President Bush is saying the right thing about Iraq, which is that there is no easy fix for a war that his defense secretary correctly termed "a long, hard slog." But Bush is conveying this message in a detached way that upsets and angers growing numbers of Americans. The evaporation of political support at home is palpable. If the administration can't explain its war aims better, it may soon face a Vietnam-style tipping point.

First, let's look at what the president is doing right: At a time when anguished Americans are calling for a quick withdrawal from Iraq, Bush is telling them a painful truth.

"Pulling the troops out [now] would send a terrible signal to the enemy," he said last Thursday in Crawford, Tex. And Bush was right to avoid confirming any big reduction in U.S. troop levels in Iraq next year. Such a bring-the-troops-home message might buy him a respite in the public opinion polls, but it would undermine a fragile Iraqi government at a crucial time.

The administration's Micawberesque approach to the Iraqi constitution also seems correct, if somewhat disconnected from reality. Nobody knows if Iraq's fractious political leaders can agree, but the president was right to praise "the heroic efforts of Iraqi negotiators," even as they missed their Monday deadline for completing the constitution. Looking at the sunken, sleepless eyes of Zalmay Khalilzad, the U.S. ambassador to Baghdad, on television last weekend, it was obvious how hard he has been working to squeeze an agreement out of people who would otherwise be trying to kill each other.

Finally, I credit the spirit of realpolitik that undergirds the administration's upbeat talk. Last Sunday's story in The Post headlined "U.S. Lowers Sights on What Can Be Achieved in Iraq" mirrored what you hear privately from generals and senior officials. They know the war is going badly, and they have been crafting a strategy that puts more responsibility on Iraqis and less on U.S. troops. That doesn't mean an American withdrawal, but it does mean a lower U.S. profile, and a mission focused on training and advising Iraqi security forces.

A senior U.S. official in Baghdad explained the strategy to me this way: The most critical element in what lies ahead is Iraqi leadership. "We have now done enough for them in most areas, and it is increasingly up to them to carry this effort forward. . . . The pendulum is shifting from what we provide to what they do with it."

Now, let's look at what Bush is doing wrong. In speaking about Iraq to the nation, the president often seems tone deaf. Taking a nearly five-week vacation when U.S. troops are experiencing a living hell is a mistake. It reinforces what's cruelest about this war, which is that the soldiers in Iraq are doing all the suffering. Meanwhile, people back home go about their business. The president doesn't ask the country to sacrifice with taxes to pay for the war, or with an energy policy that would reduce our vulnerability to Mideast turmoil.

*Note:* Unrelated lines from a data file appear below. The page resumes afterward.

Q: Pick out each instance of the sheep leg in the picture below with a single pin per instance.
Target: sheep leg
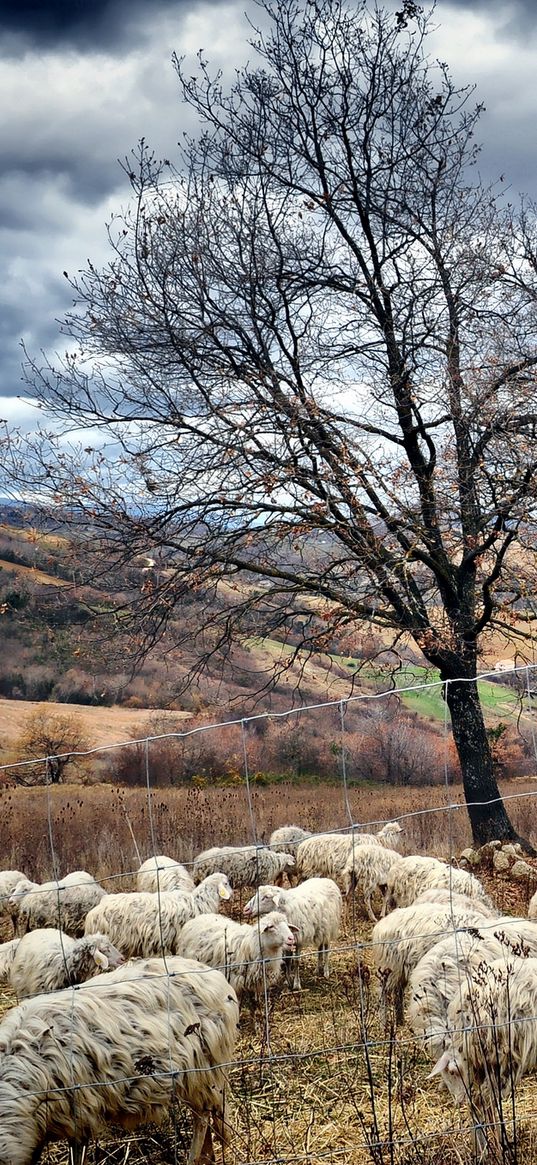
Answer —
(77, 1152)
(369, 911)
(202, 1146)
(323, 961)
(292, 971)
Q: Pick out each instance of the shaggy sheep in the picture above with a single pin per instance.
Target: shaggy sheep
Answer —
(444, 895)
(7, 954)
(367, 869)
(410, 876)
(439, 974)
(401, 940)
(162, 873)
(149, 924)
(59, 904)
(119, 1050)
(493, 1039)
(326, 854)
(251, 957)
(244, 865)
(313, 909)
(47, 960)
(287, 839)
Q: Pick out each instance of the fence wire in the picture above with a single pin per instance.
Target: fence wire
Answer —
(324, 1073)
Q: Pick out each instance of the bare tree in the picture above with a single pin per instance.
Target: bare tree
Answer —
(312, 358)
(57, 738)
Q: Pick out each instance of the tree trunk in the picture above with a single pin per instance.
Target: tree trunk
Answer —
(486, 810)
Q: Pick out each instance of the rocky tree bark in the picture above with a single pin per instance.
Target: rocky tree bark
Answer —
(310, 364)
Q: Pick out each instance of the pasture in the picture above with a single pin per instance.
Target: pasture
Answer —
(319, 1078)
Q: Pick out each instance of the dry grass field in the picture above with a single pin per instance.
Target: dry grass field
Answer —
(319, 1078)
(100, 725)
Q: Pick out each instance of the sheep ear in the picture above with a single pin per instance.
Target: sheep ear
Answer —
(445, 1064)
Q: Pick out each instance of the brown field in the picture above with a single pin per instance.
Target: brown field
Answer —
(318, 1078)
(32, 573)
(100, 725)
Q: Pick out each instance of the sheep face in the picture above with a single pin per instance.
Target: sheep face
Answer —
(276, 936)
(451, 1067)
(106, 957)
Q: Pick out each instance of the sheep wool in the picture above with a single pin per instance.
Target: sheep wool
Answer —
(251, 957)
(46, 960)
(118, 1050)
(366, 869)
(287, 839)
(162, 873)
(313, 909)
(59, 904)
(401, 940)
(149, 924)
(244, 865)
(493, 1037)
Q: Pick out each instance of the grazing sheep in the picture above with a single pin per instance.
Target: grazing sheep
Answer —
(323, 855)
(326, 854)
(119, 1050)
(163, 873)
(8, 881)
(403, 937)
(313, 909)
(493, 1040)
(287, 839)
(439, 974)
(367, 869)
(410, 876)
(59, 904)
(444, 895)
(47, 960)
(244, 865)
(251, 957)
(149, 924)
(7, 954)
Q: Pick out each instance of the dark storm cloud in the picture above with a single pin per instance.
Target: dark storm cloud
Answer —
(85, 25)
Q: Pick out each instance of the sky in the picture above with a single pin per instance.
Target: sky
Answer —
(82, 80)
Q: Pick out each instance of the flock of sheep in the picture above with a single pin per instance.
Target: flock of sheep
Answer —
(131, 1001)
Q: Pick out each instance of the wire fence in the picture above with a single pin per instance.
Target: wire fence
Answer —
(318, 1074)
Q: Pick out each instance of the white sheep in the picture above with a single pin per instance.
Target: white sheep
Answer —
(445, 895)
(149, 924)
(119, 1050)
(410, 876)
(7, 954)
(62, 904)
(438, 975)
(288, 838)
(251, 957)
(8, 881)
(162, 873)
(403, 937)
(323, 855)
(46, 960)
(366, 869)
(244, 865)
(326, 854)
(312, 909)
(493, 1042)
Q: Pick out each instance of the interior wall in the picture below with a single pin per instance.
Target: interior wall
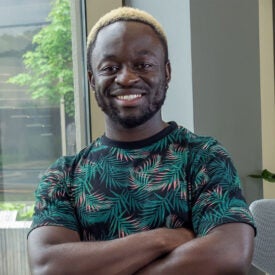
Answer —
(174, 16)
(267, 90)
(226, 81)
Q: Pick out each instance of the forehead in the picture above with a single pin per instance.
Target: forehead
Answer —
(127, 35)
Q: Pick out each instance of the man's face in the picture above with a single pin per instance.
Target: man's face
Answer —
(129, 73)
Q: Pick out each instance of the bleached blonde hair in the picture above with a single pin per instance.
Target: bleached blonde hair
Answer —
(124, 14)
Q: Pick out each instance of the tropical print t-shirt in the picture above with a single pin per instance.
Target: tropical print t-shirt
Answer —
(112, 189)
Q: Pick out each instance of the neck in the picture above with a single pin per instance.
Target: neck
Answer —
(117, 132)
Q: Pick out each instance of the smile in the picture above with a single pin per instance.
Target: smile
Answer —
(129, 97)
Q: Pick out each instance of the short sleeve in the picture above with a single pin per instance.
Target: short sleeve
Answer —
(216, 191)
(53, 205)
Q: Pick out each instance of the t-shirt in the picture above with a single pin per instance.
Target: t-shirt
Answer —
(113, 189)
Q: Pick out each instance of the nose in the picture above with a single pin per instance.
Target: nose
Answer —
(126, 77)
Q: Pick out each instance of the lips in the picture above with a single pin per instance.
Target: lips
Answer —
(129, 97)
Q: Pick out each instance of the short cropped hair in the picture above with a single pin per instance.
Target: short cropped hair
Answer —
(124, 14)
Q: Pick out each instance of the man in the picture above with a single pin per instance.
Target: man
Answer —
(148, 197)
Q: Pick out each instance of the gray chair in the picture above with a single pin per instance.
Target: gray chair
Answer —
(263, 211)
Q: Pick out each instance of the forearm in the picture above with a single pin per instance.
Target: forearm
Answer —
(216, 254)
(120, 256)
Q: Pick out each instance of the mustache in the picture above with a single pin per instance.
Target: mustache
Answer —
(117, 90)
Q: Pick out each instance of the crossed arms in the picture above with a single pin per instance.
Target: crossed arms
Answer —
(227, 249)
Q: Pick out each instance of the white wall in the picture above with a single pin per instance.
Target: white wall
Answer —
(226, 81)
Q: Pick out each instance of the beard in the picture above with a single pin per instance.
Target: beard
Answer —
(132, 121)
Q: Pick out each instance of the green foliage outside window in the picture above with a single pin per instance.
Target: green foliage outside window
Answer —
(49, 66)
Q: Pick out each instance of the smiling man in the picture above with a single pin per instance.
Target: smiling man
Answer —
(148, 197)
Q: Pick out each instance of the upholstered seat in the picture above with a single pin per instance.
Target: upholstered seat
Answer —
(264, 254)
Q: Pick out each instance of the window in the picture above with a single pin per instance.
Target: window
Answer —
(37, 111)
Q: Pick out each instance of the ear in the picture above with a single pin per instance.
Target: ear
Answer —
(91, 80)
(168, 71)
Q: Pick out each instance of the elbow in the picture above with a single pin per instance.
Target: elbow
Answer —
(42, 264)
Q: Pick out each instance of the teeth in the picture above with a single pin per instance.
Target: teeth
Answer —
(128, 97)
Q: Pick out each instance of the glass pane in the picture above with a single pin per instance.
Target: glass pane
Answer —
(36, 111)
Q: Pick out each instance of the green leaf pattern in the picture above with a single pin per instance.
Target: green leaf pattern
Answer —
(107, 191)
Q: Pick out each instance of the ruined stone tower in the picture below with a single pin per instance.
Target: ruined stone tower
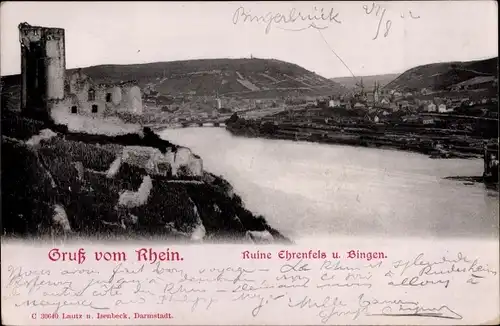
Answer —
(43, 66)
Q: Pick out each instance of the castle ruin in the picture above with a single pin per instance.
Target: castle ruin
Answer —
(47, 89)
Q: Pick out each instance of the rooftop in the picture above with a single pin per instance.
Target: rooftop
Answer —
(477, 80)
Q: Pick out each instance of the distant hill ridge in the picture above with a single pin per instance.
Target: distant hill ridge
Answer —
(207, 77)
(441, 76)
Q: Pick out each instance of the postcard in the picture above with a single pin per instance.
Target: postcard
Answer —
(249, 163)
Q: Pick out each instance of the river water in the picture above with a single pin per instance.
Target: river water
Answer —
(308, 189)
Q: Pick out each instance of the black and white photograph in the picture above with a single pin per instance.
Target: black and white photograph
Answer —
(259, 122)
(249, 163)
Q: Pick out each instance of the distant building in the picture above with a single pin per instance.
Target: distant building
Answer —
(359, 105)
(476, 83)
(425, 91)
(333, 103)
(384, 101)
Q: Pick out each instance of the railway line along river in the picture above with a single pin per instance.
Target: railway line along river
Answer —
(310, 189)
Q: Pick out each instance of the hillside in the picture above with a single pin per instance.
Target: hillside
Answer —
(439, 76)
(232, 77)
(56, 182)
(368, 81)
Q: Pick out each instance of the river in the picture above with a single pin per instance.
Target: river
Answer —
(309, 189)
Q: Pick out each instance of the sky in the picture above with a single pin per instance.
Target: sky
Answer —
(333, 39)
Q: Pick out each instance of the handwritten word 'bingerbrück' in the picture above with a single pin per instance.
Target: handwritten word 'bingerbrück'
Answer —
(325, 290)
(293, 16)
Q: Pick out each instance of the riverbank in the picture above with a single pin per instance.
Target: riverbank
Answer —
(61, 183)
(437, 145)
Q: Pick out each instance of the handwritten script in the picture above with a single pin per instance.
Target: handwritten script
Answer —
(314, 291)
(317, 18)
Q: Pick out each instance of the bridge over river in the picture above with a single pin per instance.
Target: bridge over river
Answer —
(190, 124)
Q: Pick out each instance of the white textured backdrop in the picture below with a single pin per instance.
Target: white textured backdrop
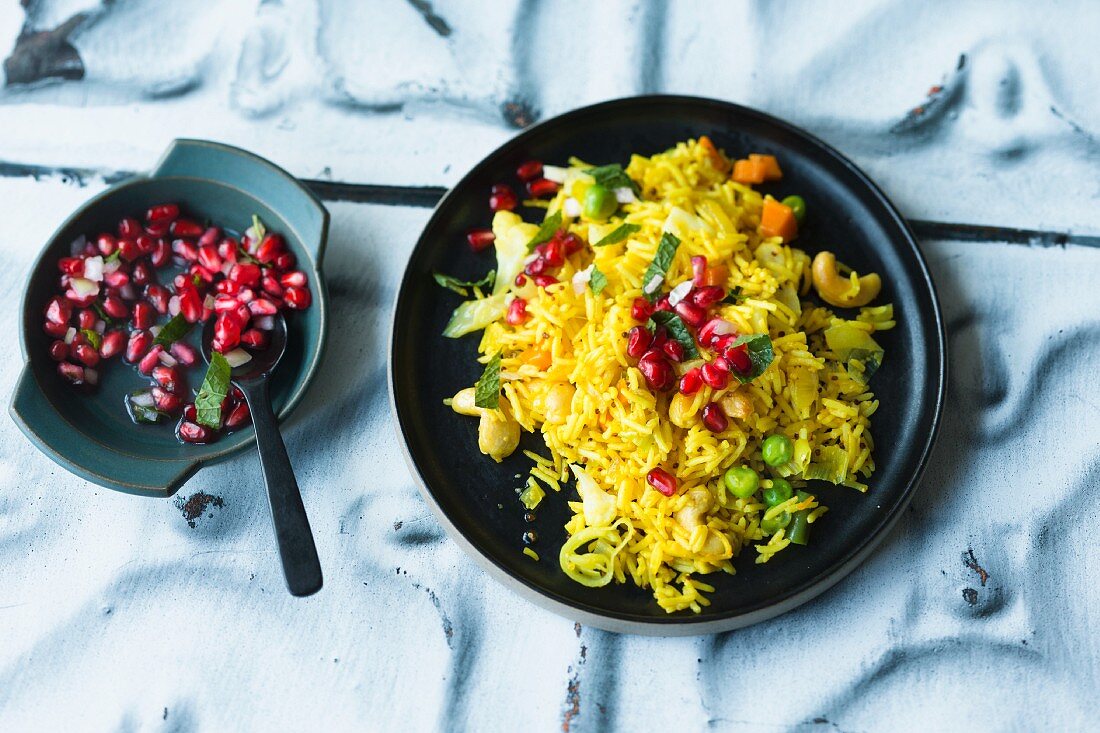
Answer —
(981, 611)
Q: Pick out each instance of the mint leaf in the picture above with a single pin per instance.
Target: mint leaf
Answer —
(175, 329)
(213, 391)
(666, 250)
(597, 281)
(760, 353)
(622, 232)
(678, 329)
(613, 176)
(94, 338)
(547, 230)
(487, 390)
(461, 285)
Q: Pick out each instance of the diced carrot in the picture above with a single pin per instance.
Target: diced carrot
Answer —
(716, 275)
(778, 220)
(717, 160)
(771, 171)
(747, 172)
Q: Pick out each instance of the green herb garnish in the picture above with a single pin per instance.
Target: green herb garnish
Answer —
(547, 230)
(175, 329)
(620, 232)
(461, 285)
(597, 281)
(678, 330)
(666, 250)
(613, 176)
(213, 391)
(487, 390)
(760, 353)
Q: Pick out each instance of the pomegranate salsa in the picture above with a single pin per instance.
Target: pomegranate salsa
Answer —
(112, 303)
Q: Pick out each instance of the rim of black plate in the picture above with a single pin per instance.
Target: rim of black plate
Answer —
(679, 624)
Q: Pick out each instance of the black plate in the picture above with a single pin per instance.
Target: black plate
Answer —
(475, 499)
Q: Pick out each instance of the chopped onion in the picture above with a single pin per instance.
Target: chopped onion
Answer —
(84, 287)
(94, 269)
(238, 357)
(554, 173)
(653, 284)
(625, 195)
(680, 292)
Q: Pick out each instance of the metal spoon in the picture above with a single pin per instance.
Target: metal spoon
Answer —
(300, 566)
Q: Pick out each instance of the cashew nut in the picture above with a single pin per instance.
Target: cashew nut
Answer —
(839, 291)
(497, 430)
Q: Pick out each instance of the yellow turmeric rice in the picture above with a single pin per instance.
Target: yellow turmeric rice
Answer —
(559, 364)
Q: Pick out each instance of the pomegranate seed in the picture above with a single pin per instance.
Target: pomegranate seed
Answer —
(245, 274)
(167, 376)
(107, 244)
(715, 376)
(191, 433)
(641, 309)
(714, 418)
(58, 310)
(692, 381)
(184, 353)
(129, 250)
(138, 346)
(72, 266)
(113, 343)
(479, 239)
(541, 187)
(254, 338)
(503, 198)
(739, 359)
(142, 274)
(637, 341)
(186, 228)
(656, 370)
(529, 171)
(271, 286)
(517, 312)
(270, 248)
(143, 315)
(166, 401)
(162, 212)
(295, 279)
(211, 236)
(86, 354)
(707, 295)
(691, 314)
(238, 416)
(699, 270)
(662, 481)
(70, 372)
(129, 228)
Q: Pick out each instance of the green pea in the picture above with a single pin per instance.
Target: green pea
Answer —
(598, 203)
(781, 490)
(741, 481)
(776, 523)
(778, 450)
(798, 207)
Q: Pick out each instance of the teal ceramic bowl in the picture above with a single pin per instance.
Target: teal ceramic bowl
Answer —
(91, 435)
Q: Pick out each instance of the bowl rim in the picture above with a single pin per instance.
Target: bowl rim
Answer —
(681, 624)
(310, 368)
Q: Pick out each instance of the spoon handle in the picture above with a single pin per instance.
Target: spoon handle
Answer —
(300, 565)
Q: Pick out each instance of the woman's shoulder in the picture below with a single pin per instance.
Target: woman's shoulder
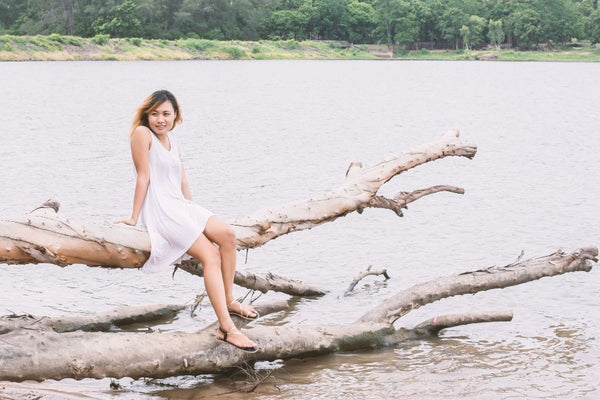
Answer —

I have no doubt that Bush grieves for every fallen soldier. But he undercuts his leadership role with his seeming insensitivity to Cindy Sheehan. Whatever her personal quirks, this grieving mother has become a symbol for the families who are paying the real cost of the war. Once she began her vigil in Crawford, a presidential listening mission would have seemed like a no-brainer -- except at this White House, which appears to regard any concession to a critic as a mistake. Bush reinforced this appearance of insensitivity in a comment Saturday that was quoted by Cox News Service. He said that while he wants to be "thoughtful and sensitive" to people who want to talk to him, "I think it's also important for me to go on with my life."

A clear sign of Bush's failure to communicate effectively about Iraq comes from the pollsters. Newsweek and Associated Press polls taken in early August measured his job approval rating at 42 percent, the lowest level ever. Approval of his handling of Iraq was even lower -- 34 percent in Newsweek's sampling, 38 percent in the AP's. Anyone who doesn't think Vietnam when he sees those numbers doesn't have a good memory.

The measure of leadership isn't dealing with success but dealing with difficulty. Bush is now in that bitter cockpit. Somehow the president must find a way to level with the country and build support for a sustainable policy that puts more of the burden on Iraqis. A good start for Bush would be to come back to Washington early from Texas and start thinking how the nation as a whole can share in the sacrifices required by this long, hard slog.